As the economist Paul Krugman put it, it was as if Europeans were holding up a sign which read "time to stage a run on your bank". In Europe's corridors of power there is the sound and sight of officials pointing fingers and rowing back from previous positions held.
Here's the reality: Cyprus's banks will remain closed at least until Thursday while they try and unravel this. The Cypriot parliament may delay again today voting on a bailout deal that has brought protesters onto the streets. Bank shares in Europe have been under pressure. The markets are unnerved. Fear has returned to the eurozone. The EU's reputation has been damaged.
Not a good day's work.
So what's happening? After a conference call on Monday, Europe's finance ministers said that small savers, who were going to be taxed at 6.5%, should be protected.
A new proposal from the finance ministry has surfaced today. The aim is to better protect the small savers. Under the plan those with savings less than 20,000 euros would pay nothing. Those with deposits between 20,000 and 100,000 would pay a one-off levy of 6.75%. Savings above 100,000 would face a 9.9% tax.
The proposal leaves in doubt whether it could raise the nearly 6bn euros that was a central part of the bailout deal.
And in a further indication of just how complicated this could become, the Cypriot Central Bank Governor Panicos Demetriades said he expected that 10% of deposits would be withdrawn when banks finally open.
The Cypriot government appears to have decided against raising the levy on those with deposits of more than 100,000 euros to over 15%.
Here's the rub: The government fears this would effectively destroy its financial sector. Those wealthy Russians, who are the largest foreign investors, are likely to pull their funds out of the island if the one-off tax is too high. The Russians are angry and the Cypriot finance minister is heading to Moscow to explain.
On verge of bankruptcy
The Cypriots argue that the bailout would end up undermining a key sector of the economy. The suspicion in Nicosia is that it is precisely what countries like Germany want. They don't like tax havens for the wealthy.
So how did Europe get itself into this tangle? As always Germany is the starting point. For Chancellor Angela Merkel there was a moral element to this. "Anyone having their money in Cypriot banks," she said, "must contribute to the Cypriot bailout". In other words it can't just be left to the taxpayers of other countries.
The Cypriots say that the German Finance Minister Wolfgang Schaeuble was a strong proponent of taxing savers. At the talks the IMF also played tough. It insisted that Cypriot debt had to be sustainable and that meant reducing the size of the debt. So depositors were lined up to take a "haircut" - a slice from their savings.
The Cypriots tried to hold out but they were faced with a veiled threat. The European Central Bank (ECB) might stop providing funds to Cyprus's two major banks. Without support, the banks would collapse and bankruptcy would follow.

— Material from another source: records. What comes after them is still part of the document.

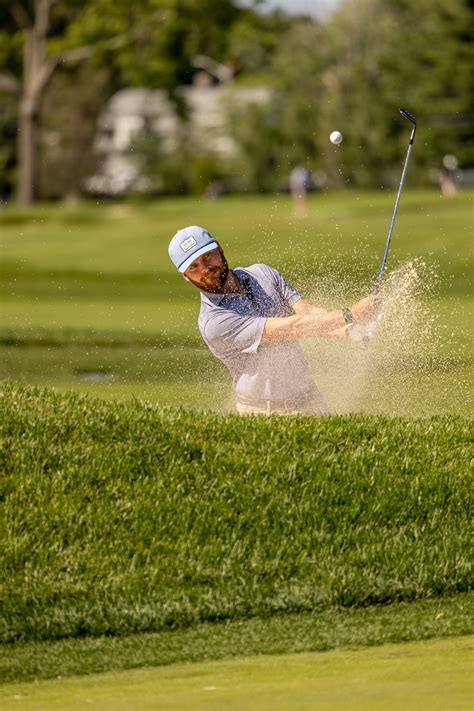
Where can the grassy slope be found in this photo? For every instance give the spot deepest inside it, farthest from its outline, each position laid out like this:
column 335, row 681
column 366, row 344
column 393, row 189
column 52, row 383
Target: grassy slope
column 92, row 289
column 431, row 675
column 123, row 518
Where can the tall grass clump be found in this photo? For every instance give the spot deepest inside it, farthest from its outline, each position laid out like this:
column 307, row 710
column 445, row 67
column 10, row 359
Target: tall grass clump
column 121, row 518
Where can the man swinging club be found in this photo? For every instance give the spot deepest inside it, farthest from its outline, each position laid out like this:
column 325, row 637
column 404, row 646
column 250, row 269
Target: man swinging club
column 252, row 319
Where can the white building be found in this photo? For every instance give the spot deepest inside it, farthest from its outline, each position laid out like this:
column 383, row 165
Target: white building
column 130, row 112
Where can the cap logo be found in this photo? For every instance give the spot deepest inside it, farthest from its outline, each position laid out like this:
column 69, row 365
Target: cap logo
column 188, row 244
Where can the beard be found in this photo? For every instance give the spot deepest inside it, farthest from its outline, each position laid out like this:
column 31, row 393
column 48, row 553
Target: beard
column 216, row 281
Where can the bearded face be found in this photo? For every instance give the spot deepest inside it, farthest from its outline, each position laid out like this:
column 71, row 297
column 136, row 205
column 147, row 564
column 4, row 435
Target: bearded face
column 209, row 271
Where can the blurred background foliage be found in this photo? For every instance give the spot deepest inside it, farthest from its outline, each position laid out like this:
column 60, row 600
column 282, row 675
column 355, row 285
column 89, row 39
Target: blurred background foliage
column 349, row 71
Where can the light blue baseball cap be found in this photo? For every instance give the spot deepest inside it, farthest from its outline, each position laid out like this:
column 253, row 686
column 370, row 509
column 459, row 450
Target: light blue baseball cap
column 188, row 244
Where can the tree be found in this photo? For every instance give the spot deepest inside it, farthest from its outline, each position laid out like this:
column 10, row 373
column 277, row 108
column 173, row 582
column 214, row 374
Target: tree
column 151, row 43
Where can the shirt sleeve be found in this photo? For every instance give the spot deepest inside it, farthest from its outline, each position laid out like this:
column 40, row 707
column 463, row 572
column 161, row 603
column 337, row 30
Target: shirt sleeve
column 228, row 333
column 288, row 295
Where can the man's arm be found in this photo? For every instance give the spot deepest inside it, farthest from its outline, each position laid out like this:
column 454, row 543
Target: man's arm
column 308, row 320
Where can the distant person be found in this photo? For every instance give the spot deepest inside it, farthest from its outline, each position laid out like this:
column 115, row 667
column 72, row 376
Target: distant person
column 447, row 176
column 252, row 319
column 299, row 183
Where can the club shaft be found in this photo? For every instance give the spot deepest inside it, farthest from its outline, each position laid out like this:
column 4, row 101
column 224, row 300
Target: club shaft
column 392, row 222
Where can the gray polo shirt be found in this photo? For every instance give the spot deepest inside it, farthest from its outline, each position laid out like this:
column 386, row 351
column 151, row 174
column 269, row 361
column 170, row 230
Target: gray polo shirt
column 232, row 326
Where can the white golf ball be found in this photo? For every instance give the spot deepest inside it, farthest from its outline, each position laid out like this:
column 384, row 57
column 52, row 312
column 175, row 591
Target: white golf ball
column 335, row 137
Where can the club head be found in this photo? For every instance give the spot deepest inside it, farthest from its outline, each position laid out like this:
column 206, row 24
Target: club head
column 408, row 115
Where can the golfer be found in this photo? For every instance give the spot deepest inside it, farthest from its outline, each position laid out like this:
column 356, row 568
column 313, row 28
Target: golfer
column 252, row 319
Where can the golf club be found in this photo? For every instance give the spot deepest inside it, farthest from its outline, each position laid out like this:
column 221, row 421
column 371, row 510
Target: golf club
column 410, row 117
column 364, row 333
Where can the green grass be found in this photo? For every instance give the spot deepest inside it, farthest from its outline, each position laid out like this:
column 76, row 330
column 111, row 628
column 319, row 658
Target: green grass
column 95, row 282
column 433, row 675
column 320, row 630
column 123, row 518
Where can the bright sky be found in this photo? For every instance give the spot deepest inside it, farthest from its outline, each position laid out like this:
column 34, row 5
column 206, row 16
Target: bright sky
column 316, row 8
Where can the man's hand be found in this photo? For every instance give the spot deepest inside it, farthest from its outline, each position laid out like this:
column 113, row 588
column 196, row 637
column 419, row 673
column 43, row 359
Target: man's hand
column 366, row 309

When the protests started, Mr Schaeuble tried to distance himself from what had been decided in Brussels. He told German TV that it was the European Commission and the ECB that had "decided on this solution and must explain that to the Cypriot people". The Cypriots say it was the Germans who had pushed hard for the levy on depositors. Berlin says "yes" but not on small depositors.
The arguments, no doubt, will continue. The legacy of this will be harder to forget.
Domino effect?
A suspicion will linger in places like Italy and Spain that, although European officials insist this was a one-off deal, depositors elsewhere might face a tax on their accounts.
There will also be the suspicion that the finance ministers were willing to undermine the Europe-wide deposit insurance scheme with a sleight of hand.
The episode also underlines again how much resentment is building in southern Europe towards the north and Germany in particular. Many of the protesters in Nicosia are openly antagonistic towards Angela Merkel and Berlin.
There will be a question whether - as with previous bailouts - the measures adopted will damage the very economy they are intended to save.
Cyprus reminds Europe how dangerous the eurozone crisis remains.